Installation and Setup
-
Clone the Repository: Use
git clone https://github.com/cyrusbehr/YOLOv8-TensorRT-CPP --recursive
to pull the repository. The--recursive
flag is crucial for pulling necessary submodules. -
Model Conversion: Convert PyTorch models to the ONNX format by navigating to the official YoloV8 repository to download the desired model, and then using the provided script to perform the conversion.
-
Build the Project: Create a build directory and compile the project using CMake:
mkdir build cd build cmake .. make -j
Running the Program
Executing the project scripts for the first time involves TensorRT building an optimized engine file, a process that might take several minutes. Post the initial run, subsequent executions use the stored engine file for faster performance.

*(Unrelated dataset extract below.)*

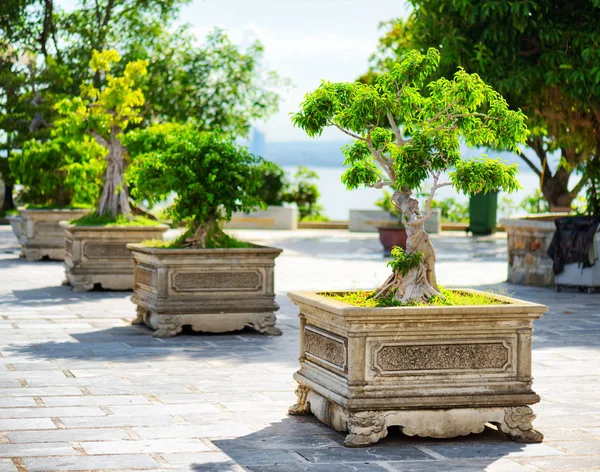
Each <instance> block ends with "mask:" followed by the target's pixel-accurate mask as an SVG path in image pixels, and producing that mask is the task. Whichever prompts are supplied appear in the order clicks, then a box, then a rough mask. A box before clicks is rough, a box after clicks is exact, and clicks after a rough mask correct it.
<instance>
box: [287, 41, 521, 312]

- Benchmarking: Execute the benchmarking script to test performance metrics.
- Inference Tasks: Run inference on images, videos, or in real-time using a webcam with the provided executables, such as
detect_object_image
for static images.
Advanced Features: INT8 Inference
To maximize efficiency, INT8 precision can be used, providing a balance between speed and accuracy. This requires calibration data and can be enabled with specific command-line arguments. You may need to adjust the batch size for optimal GPU memory usage.
Benchmarking Performance
Benchmarking has been conducted on various models and precisions, with substantial improvements in inference times. Notably, FP16 precision offers a significant speed advantage over FP32, with INT8 precision further optimizing performance but with a slight trade-off in accuracy.
Debugging and Further Development
Debugging and tracing any issues can be enhanced by adjusting the log level in engine.cpp
for more verbose output. Ongoing improvements are being pursued, particularly focusing on refining post-processing time using CUDA kernels.
Acknowledgment
The success of the project is attributed to a robust community of contributors, continually driving enhancements and maintenance. Contributions and feedback are invaluable, with community support encouraged by starring the repository on GitHub.
Conclusion
YoloV8 TensorRT CPP exemplifies the synergy between cutting-edge technology and practical application, fostering advancements in real-time machine learning inference. Its development ecosystem and meticulous documentation make it both a powerful and accessible tool for developers seeking to leverage the full potential of YoloV8 through TensorRT and C++.